Personal information
- Full name: Anabelle Luce Smith
- Born: 3 February 1993 (age 33) Malvern, Victoria, Australia
- Height: 159 cm (5 ft 3 in)
- Weight: 55 kg (121 lb)

Sport
- Country: Australia
- Sport: Diving
- Club: Gannets Diving Club Victorian Institute of Sport
- Coached by: Hui Tong

Medal record
Representing Australia
Olympic Games
| Bronze medal – third place | 2016 Rio de Janeiro | 3 m synchro |
World Championships
| Silver medal – second place | 2024 Doha | 3 m synchro |
| Bronze medal – third place | 2011 Shanghai | 3 m synchro |
| Bronze medal – third place | 2022 Budapest | 3 m synchro |
Commonwealth Games
| Gold medal – first place | 2022 Birmingham | 3 m synchro |
| Bronze medal – third place | 2010 Delhi | 10 m synchro |
| Bronze medal – third place | 2014 Glasgow | 3 m synchro |
World Cup
| Bronze medal – third place | 2014 Shanghai | 3 m synchro |

= Anabelle Smith =

Australian diver (born 1993)

Anabelle Luce Smith (born 3 February 1993) is an Australian diver. She is the 2022 Commonwealth Games champion in the 3 metre synchronized springboard. She competed in the 3 m springboard synchronized event at the 2012, 2016 and 2020 Summer Olympics. She won a bronze medal in 2016, and was placed fifth in 2012.

==Diving==
Smith competes in the 3 m springboard and 10 m platform synchro events. She has a diving scholarship with the Australian Institute of Sport and is a member of Gannets Diving Club. She trains at the Brisbane Aquatic Centre. She competes with Sharleen Stratton, following the retirement of her former partner Briony Cole.

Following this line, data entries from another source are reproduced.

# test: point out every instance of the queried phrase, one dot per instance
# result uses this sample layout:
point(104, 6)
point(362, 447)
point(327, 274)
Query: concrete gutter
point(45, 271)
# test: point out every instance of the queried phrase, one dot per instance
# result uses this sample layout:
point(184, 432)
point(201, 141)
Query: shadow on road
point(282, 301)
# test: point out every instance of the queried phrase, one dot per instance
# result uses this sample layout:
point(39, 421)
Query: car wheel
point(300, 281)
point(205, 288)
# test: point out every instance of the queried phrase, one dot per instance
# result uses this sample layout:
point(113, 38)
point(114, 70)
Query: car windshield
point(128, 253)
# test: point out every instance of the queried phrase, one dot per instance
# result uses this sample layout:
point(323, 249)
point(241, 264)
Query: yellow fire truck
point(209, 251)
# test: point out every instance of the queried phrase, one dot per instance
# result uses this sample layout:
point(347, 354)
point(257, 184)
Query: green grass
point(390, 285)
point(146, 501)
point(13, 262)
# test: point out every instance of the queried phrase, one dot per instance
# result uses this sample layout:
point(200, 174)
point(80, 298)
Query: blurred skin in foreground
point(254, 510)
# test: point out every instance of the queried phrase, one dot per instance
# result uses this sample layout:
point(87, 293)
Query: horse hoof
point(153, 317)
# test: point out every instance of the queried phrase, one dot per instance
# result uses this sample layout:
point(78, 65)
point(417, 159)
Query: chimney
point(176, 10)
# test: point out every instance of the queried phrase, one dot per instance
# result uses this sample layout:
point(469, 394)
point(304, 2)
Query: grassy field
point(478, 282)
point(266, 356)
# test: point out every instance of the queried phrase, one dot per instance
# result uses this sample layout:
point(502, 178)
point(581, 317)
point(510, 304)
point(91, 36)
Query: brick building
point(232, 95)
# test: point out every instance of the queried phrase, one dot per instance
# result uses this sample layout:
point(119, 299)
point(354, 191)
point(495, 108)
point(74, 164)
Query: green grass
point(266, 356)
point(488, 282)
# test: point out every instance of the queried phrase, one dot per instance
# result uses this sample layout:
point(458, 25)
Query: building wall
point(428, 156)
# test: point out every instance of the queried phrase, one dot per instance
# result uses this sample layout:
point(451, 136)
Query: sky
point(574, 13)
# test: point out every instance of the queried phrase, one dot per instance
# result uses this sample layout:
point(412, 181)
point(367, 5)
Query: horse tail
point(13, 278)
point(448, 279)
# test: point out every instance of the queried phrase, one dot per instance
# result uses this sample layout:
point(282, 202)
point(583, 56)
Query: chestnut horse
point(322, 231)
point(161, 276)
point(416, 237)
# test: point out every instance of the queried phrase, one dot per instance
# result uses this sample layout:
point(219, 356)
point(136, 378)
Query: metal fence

Smith represented Australia at the 2010 Commonwealth Games, where she earned a bronze medal in the 10 m synchro platform with Cole. Competing with Stratton she won a bronze medal in the 3 m synchro springboard at the 2011 World Aquatics Championships with a score of 306.90. At the 2012 FINA Diving Grand Prix in Madrid she and Stratton finished second in the 3 m springboard synchro, scoring 293.58.

Before the 2014 Commonwealth Games, Smith severely injured the middle finger on her right hand, when it was squashed by metal plates of a weight training machine. She returned to diving after three months and wore a hand brace for another five months. She did not fully recover the mobility in that finger.

Smith qualified for the Tokyo 2020 Olympics and competed in the Women's 3-metre springboard. She managed to get to the semi-finals.

At the 2022 Commonwealth Games, held in Birmingham, England, Smith and her partner Maddison Keeney won the gold medal in the 3 metre synchronized springboard with a score of 316.53 points, which was less than 20 points ahead of silver medalists Ng Yan Yee and Nur Dhabitah Sabri of Malaysia.

She competed at the 2024 Summer Olympics where she came 5th in the 3 metre springboard event alongside Maddison Keeney.

==Personal life==
Smith is of maternal Mauritian ancestry. She originally aspired to become a paediatrician, but abandoned the career path after realising she did not have the emotional control to work with sick children.